This AI paper introduces the Kolmogorov test: a compression benchmark for evaluating code generation language models

Compression is the cornerstone of computational intelligence, and it is deeply rooted in Kolmogorov’s theory of complexity, which defines the minimum program required to reproduce a given sequence. Unlike traditional compression methods that seek repetition and redundancy, Kolmogorov’s framework interprets compression as a problem of discovering structured patterns through programmatic representations. Although the theory is expected to be optimally compressed, its incompatibility presents significant obstacles. However, the emergence of large language models that can generate code opens up an interesting opportunity for testing how modern systems can approximate this theoretical ideal by using code reasoning rather than pattern matching.

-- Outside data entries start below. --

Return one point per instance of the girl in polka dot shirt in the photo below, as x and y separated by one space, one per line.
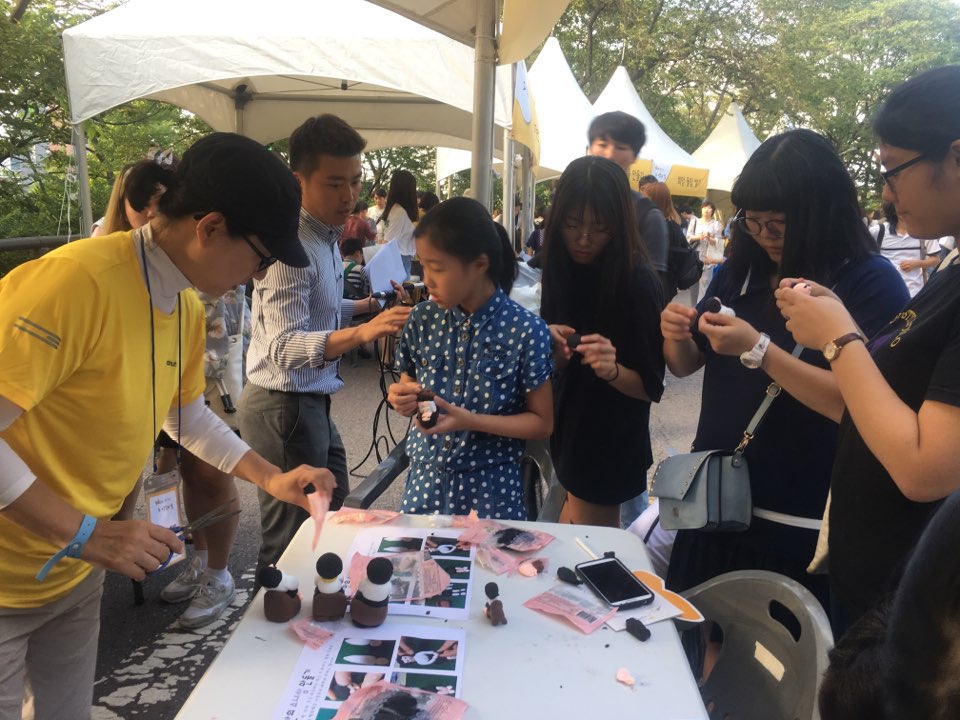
487 359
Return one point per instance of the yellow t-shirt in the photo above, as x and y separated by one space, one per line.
75 355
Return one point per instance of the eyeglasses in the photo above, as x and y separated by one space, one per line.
265 260
890 174
775 228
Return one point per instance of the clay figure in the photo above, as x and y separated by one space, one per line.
370 604
281 601
329 600
494 608
426 408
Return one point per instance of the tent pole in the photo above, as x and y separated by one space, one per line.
83 175
527 194
509 187
484 86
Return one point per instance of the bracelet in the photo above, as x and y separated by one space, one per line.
73 548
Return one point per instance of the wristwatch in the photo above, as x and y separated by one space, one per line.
754 356
831 351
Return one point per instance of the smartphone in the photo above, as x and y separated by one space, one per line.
613 583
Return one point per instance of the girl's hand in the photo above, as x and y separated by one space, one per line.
559 335
728 335
600 354
402 396
676 321
814 320
815 290
452 418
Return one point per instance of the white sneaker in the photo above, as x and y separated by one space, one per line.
186 584
210 601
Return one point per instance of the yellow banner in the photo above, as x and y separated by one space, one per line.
681 180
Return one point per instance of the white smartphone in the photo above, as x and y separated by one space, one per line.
613 583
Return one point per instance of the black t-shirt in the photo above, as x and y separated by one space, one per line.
791 456
601 437
872 525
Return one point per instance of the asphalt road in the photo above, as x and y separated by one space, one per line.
148 664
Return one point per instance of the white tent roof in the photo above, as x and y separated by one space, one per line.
525 23
620 94
563 111
727 149
405 83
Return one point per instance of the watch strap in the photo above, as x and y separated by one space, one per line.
73 549
843 340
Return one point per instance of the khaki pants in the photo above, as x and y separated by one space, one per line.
56 645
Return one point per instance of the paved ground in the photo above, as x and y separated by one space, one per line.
148 665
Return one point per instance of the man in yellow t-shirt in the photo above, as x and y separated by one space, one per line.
101 346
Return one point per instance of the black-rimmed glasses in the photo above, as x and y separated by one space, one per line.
888 175
265 260
775 228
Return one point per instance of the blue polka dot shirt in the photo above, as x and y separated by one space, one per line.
485 362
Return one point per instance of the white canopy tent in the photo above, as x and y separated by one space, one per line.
727 149
667 160
563 111
524 25
262 73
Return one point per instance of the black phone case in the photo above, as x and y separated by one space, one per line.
624 606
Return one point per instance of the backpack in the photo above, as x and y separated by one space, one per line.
684 265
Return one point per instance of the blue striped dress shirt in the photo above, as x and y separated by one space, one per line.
294 312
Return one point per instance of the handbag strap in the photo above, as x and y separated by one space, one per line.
773 389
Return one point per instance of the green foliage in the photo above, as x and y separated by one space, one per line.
825 65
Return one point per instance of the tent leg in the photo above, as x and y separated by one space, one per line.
509 188
526 194
83 175
484 86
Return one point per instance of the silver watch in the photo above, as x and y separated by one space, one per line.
754 356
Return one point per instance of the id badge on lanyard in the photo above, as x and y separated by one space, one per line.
162 498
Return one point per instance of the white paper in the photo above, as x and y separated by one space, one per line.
454 602
417 656
385 266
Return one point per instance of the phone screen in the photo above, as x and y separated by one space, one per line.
613 582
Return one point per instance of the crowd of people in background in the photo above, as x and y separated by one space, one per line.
852 321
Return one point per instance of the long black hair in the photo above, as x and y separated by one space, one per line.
463 228
923 114
599 185
799 174
403 192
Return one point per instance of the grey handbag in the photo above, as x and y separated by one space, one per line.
710 490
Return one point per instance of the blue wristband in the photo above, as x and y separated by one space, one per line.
73 548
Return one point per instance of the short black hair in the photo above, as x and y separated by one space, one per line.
322 135
923 114
350 245
619 127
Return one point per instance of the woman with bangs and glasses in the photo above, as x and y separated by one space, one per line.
599 285
799 217
899 393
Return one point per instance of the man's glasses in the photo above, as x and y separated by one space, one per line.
775 228
265 260
888 175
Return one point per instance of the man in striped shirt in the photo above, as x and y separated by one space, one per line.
301 328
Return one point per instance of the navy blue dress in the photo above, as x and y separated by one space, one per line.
792 453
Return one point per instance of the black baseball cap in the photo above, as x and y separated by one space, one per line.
253 188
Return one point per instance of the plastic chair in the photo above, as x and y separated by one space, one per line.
535 470
776 637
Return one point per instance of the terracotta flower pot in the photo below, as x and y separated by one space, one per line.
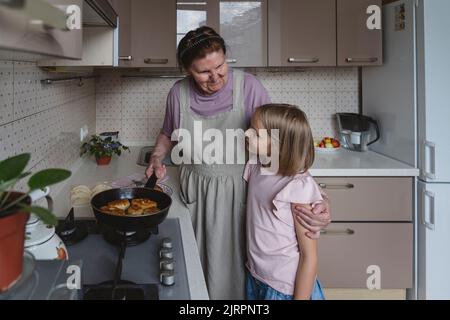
12 237
103 161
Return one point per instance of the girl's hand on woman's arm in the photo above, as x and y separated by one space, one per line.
162 147
307 267
313 219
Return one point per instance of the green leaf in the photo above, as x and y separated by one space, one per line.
45 215
11 168
5 186
47 177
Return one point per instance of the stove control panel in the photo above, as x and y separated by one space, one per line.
166 263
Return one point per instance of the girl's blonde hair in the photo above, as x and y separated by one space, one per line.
296 145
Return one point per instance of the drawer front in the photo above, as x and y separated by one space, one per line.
353 254
369 199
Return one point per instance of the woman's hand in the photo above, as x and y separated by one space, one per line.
315 219
158 167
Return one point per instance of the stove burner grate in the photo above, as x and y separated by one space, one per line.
125 290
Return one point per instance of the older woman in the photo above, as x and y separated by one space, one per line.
218 98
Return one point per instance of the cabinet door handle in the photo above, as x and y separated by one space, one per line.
345 232
337 186
429 161
356 60
125 58
156 61
305 60
428 210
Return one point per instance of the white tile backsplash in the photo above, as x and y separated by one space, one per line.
320 92
43 119
6 92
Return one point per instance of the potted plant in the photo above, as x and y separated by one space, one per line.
103 149
15 208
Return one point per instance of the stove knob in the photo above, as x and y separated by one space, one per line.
166 253
166 265
167 278
167 243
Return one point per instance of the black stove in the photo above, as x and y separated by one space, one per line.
146 265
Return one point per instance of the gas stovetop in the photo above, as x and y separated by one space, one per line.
152 268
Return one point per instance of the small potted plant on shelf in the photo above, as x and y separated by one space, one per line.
103 149
15 209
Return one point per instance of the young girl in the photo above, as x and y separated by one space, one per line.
281 259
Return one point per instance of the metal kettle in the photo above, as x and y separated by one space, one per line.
356 131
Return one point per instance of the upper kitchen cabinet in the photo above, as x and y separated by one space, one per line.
358 45
242 24
45 28
100 38
302 33
153 33
123 9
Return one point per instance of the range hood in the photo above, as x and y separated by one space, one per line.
99 13
95 12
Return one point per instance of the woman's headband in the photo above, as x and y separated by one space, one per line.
207 37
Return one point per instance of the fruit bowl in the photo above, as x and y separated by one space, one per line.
327 145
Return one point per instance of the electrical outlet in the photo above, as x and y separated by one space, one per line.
86 131
83 132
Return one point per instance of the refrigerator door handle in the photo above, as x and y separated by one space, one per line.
428 210
429 168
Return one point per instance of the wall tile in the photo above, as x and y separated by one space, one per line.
6 92
322 104
25 89
135 129
135 105
347 79
7 141
109 105
109 125
347 101
322 79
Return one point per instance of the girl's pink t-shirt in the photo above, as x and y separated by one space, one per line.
272 246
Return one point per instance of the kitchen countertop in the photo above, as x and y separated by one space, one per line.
340 163
88 173
344 162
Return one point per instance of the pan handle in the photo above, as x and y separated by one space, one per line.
151 182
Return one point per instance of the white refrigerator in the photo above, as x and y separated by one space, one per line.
410 96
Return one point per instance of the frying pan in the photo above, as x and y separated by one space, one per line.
130 222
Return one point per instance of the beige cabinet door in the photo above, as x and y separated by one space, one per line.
153 33
24 29
369 198
242 24
366 255
302 33
123 9
357 44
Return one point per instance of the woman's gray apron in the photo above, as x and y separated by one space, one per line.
215 196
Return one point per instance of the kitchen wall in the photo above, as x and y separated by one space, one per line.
42 119
136 106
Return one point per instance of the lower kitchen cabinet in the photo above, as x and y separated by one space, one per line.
365 294
366 255
369 199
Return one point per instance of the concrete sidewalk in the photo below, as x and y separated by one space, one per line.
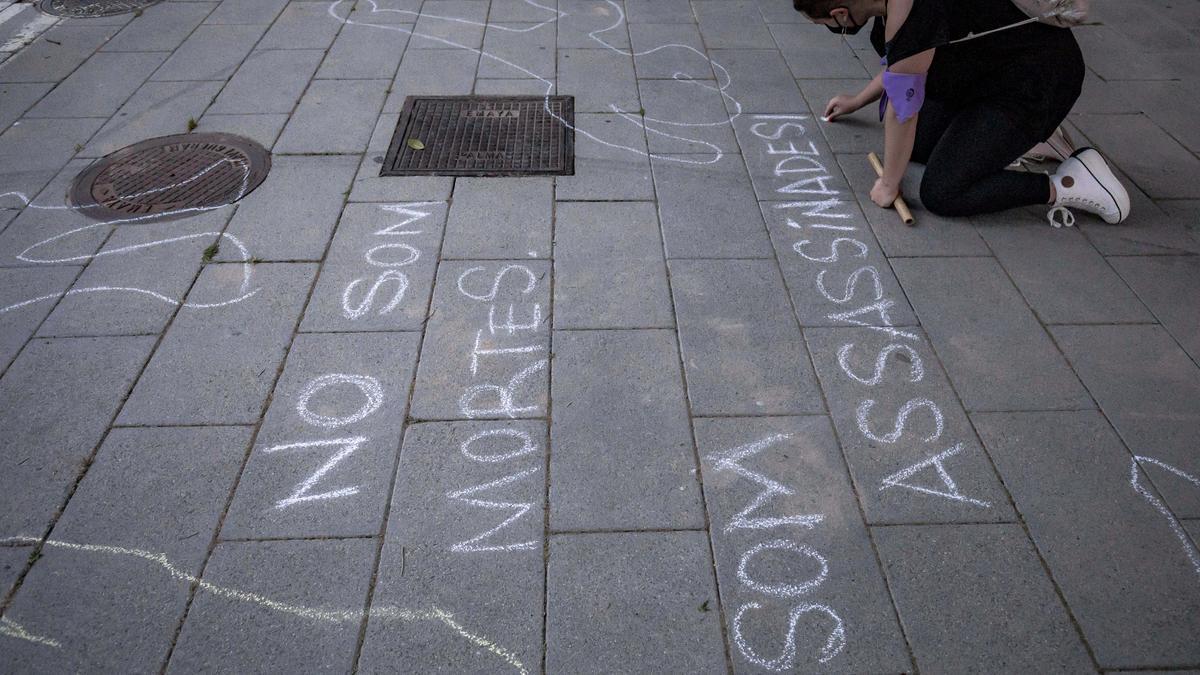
700 407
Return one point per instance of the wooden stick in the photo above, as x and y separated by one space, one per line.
900 204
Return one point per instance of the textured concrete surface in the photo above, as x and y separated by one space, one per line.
699 407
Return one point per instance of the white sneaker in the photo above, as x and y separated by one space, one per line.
1057 148
1085 181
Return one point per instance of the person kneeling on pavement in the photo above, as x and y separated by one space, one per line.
969 105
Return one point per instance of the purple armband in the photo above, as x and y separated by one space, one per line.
906 93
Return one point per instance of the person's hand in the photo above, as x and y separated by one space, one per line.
885 193
840 105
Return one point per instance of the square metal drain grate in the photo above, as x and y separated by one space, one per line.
484 136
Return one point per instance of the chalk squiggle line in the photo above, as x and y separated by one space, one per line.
312 614
13 629
1189 549
247 268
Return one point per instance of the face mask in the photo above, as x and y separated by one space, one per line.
846 29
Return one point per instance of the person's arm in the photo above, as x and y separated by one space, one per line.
845 103
899 136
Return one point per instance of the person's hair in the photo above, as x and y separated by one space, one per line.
817 9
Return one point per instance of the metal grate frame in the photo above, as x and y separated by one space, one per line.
484 136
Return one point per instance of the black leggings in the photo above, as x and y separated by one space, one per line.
966 151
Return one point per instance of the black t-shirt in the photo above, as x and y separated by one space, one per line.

The core problem stems from the limitations of current tools that use concise executable code to compress data sequences. Models usually copy inputs rather than generating programs that copy them, indicating that there are gaps in real schema understanding. This is especially evident when dealing with real-world audio, text, or DNA sequences, complex logical structures must be discovered to enable effective compression. The main challenge is to ensure that the model replicates the sequence and uses a minimal and reasonable instruction set. Furthermore, although synthetic training data is useful for control evaluation, it often fails to support a powerful generalization of natural data, which is critical for practical applications.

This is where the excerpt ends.